Huawei nicht ausschließen
Über sogenannte "Eckpunkte bei den Sicherheitsanforderungen an den künftigen 5G-Aufbau" sollen sich nach Informationen des Handelsblatts vergangene Woche die Staatssekretäre der beteiligten Ministerien mit Kanzleramt, Sicherheitsdiensten und den Aufsichtsbehörden verständigt haben. Bei einer Sitzung waren auch Vertreter von Telekommunikationsunternehmen anwesend. Während die Sicherheitsbehörden vorm Einsatz von Huawei-Produkten beim Aufbau der neuen Mobilfunkgeneration 5G warnen, werben sowohl das BSI sowie Telekommunikationsunternehmen wie die Deutsche Telekom dafür, Huawei nicht auszuschließen, um den schnellen Ausbau der Echtzeitnetze nicht zu behindern. Die Zeit drängt, da bereits im März die begehrten Frequenzen für den 5G-Standard versteigert werden sollten und die Unternehmen vorher wissen müssen, ob sie den Markt- und Innovationsführer Huawei einsetzen dürfen.

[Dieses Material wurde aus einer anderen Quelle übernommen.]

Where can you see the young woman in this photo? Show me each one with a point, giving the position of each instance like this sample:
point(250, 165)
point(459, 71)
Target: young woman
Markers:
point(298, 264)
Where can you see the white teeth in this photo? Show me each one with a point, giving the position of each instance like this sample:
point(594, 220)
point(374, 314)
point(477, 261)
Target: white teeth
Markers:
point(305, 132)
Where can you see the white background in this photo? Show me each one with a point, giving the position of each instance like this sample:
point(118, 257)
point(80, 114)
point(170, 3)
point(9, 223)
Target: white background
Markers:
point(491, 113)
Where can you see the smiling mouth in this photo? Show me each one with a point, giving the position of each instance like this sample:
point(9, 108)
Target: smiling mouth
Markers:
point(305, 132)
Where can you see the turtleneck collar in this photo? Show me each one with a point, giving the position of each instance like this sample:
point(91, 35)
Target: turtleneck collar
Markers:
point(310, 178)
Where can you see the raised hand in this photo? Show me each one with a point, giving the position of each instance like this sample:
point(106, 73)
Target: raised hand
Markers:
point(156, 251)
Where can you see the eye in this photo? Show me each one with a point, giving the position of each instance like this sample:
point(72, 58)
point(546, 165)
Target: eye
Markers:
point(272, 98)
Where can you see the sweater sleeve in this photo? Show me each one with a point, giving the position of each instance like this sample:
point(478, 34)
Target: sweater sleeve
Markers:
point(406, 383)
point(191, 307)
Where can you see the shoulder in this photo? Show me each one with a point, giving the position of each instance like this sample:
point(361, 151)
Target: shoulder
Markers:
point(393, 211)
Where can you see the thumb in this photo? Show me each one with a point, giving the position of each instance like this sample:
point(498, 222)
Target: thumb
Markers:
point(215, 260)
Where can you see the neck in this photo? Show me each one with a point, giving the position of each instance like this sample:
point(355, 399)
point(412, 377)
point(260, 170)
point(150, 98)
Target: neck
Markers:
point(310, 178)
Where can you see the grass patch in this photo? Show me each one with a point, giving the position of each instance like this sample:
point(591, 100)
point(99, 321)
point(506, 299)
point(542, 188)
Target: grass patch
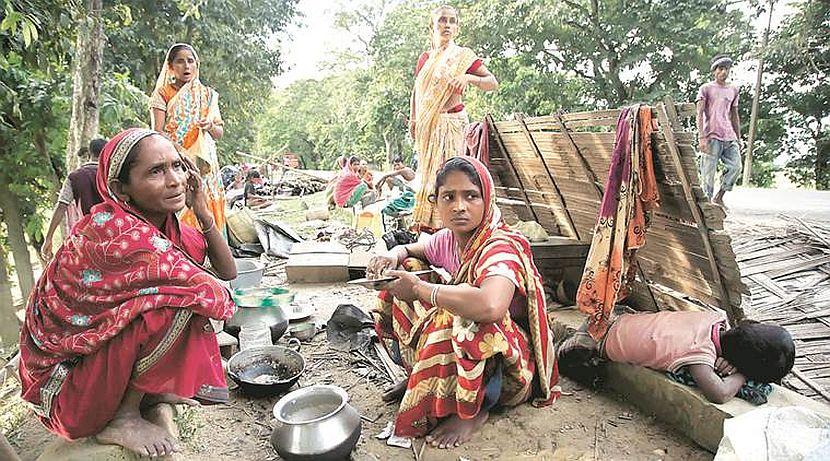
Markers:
point(189, 421)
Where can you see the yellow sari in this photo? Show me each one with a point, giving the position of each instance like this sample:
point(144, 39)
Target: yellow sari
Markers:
point(438, 134)
point(183, 107)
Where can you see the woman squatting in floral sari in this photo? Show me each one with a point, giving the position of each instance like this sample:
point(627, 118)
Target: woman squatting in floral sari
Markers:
point(437, 117)
point(126, 301)
point(481, 341)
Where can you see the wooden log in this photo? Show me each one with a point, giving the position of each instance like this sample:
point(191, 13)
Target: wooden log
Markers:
point(497, 137)
point(560, 200)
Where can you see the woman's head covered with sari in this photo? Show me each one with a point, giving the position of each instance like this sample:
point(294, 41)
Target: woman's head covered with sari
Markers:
point(167, 75)
point(443, 25)
point(493, 247)
point(114, 266)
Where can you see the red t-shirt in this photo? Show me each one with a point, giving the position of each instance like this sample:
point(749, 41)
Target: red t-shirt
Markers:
point(473, 67)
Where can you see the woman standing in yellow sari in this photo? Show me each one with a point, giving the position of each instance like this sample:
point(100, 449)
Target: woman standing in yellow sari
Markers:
point(437, 117)
point(187, 112)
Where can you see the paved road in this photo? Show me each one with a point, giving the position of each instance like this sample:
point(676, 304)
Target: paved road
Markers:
point(753, 204)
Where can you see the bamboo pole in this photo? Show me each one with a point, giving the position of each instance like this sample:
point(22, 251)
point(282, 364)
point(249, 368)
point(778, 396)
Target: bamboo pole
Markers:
point(719, 285)
point(753, 118)
point(570, 227)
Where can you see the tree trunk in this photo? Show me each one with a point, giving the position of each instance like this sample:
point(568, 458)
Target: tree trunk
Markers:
point(86, 81)
point(823, 161)
point(389, 153)
point(9, 326)
point(17, 238)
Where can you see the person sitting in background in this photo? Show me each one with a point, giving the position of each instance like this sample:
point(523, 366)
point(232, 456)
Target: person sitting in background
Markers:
point(366, 175)
point(253, 188)
point(338, 164)
point(77, 195)
point(235, 192)
point(719, 359)
point(399, 177)
point(350, 187)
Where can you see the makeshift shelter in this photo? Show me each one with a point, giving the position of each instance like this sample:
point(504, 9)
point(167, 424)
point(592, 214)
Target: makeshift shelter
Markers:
point(552, 170)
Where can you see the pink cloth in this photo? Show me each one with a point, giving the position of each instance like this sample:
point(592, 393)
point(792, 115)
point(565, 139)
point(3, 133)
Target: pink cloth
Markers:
point(718, 102)
point(663, 341)
point(345, 186)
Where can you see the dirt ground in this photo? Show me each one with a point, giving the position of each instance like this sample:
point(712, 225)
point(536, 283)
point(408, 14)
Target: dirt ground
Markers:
point(583, 424)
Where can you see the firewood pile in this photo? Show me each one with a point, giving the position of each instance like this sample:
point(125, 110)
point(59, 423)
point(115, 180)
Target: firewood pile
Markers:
point(295, 182)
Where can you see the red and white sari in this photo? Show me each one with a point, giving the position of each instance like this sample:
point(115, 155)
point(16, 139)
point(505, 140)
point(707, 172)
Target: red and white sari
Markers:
point(121, 305)
point(449, 357)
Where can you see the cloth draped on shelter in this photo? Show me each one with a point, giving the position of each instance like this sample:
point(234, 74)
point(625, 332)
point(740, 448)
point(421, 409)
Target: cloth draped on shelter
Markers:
point(629, 198)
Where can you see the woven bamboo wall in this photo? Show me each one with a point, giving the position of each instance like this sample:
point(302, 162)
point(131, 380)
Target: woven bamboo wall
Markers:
point(553, 169)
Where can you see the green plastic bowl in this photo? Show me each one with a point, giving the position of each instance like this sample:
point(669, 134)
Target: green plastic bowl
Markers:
point(262, 297)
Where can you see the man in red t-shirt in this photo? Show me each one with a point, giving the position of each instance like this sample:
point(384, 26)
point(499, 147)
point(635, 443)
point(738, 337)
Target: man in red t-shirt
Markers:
point(78, 194)
point(719, 129)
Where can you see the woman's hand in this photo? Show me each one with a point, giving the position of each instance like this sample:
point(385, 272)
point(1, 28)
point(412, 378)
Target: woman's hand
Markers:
point(196, 199)
point(205, 124)
point(378, 265)
point(404, 287)
point(459, 84)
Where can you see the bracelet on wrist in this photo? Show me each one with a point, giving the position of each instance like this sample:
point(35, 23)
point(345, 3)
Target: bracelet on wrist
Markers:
point(206, 230)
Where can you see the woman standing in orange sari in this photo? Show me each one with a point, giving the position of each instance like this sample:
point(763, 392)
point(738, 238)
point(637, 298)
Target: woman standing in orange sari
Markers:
point(481, 341)
point(437, 117)
point(187, 111)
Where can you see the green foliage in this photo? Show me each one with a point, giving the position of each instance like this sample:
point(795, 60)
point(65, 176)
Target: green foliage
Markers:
point(799, 59)
point(36, 48)
point(624, 51)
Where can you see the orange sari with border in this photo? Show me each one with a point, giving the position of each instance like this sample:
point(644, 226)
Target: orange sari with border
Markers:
point(438, 135)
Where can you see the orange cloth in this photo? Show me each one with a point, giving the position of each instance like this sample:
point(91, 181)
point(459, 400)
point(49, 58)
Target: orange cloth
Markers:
point(630, 195)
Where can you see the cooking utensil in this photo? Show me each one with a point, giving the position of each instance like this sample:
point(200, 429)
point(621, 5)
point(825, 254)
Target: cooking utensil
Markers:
point(271, 314)
point(295, 312)
point(303, 331)
point(267, 370)
point(379, 282)
point(248, 273)
point(316, 423)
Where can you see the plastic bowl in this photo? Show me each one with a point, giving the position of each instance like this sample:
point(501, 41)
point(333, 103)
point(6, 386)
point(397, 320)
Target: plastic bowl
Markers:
point(248, 273)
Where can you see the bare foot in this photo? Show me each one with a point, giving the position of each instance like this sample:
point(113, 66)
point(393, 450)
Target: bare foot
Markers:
point(138, 435)
point(173, 399)
point(453, 431)
point(578, 340)
point(394, 393)
point(164, 416)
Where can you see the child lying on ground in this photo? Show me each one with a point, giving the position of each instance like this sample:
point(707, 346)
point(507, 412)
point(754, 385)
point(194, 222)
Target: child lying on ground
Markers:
point(719, 359)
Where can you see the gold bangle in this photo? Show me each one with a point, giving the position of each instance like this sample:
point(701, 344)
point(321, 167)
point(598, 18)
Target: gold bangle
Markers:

Durch die aufschiebende Klage der Anbieters Telefónica und der Deutschen Telekom ist in die geplante Auktion neue Dramatik hinein gekommen.
Eine Einschätzung
Wie Stephan Scheuer vom Handelsblatt in seinem Kommentar [Link entfernt] richtig erkannt hat, brauchen wir in der Diskussion mehr Ehrlichkeit und weniger Scheinheiligkeit. Scheuer plädiert dafür, alle Anbieter von Hardware, also auch amerikanische wie zum Beispiel Cisco genauen Prüfungen zu unterziehen. Ähnlich hatte auch der Telekommunikationsexperte Prof. Torsten J. Gerpott in seinem Gastbeitrag auf teltarif.de argumentiert. Nachdem aufgeflogen war, dass der amerikanische Geheimdienst eine Zeitlang das Handy von Bundeskanzlerin Angela Merkel abgehört hatte, kann man offenbar in diesem weltpolitischen Spiel niemandem mehr über den Weg trauen. Eins ist heute schon klar: Eine 100 Prozent Geheimhaltung beim Informationsaustausch gibt es längst nicht mehr. Und klar ist auch: Es ist Diplomatie und Fingerspitzengefühl gefragt und kein Hantieren mit dem Vorschlaghammer.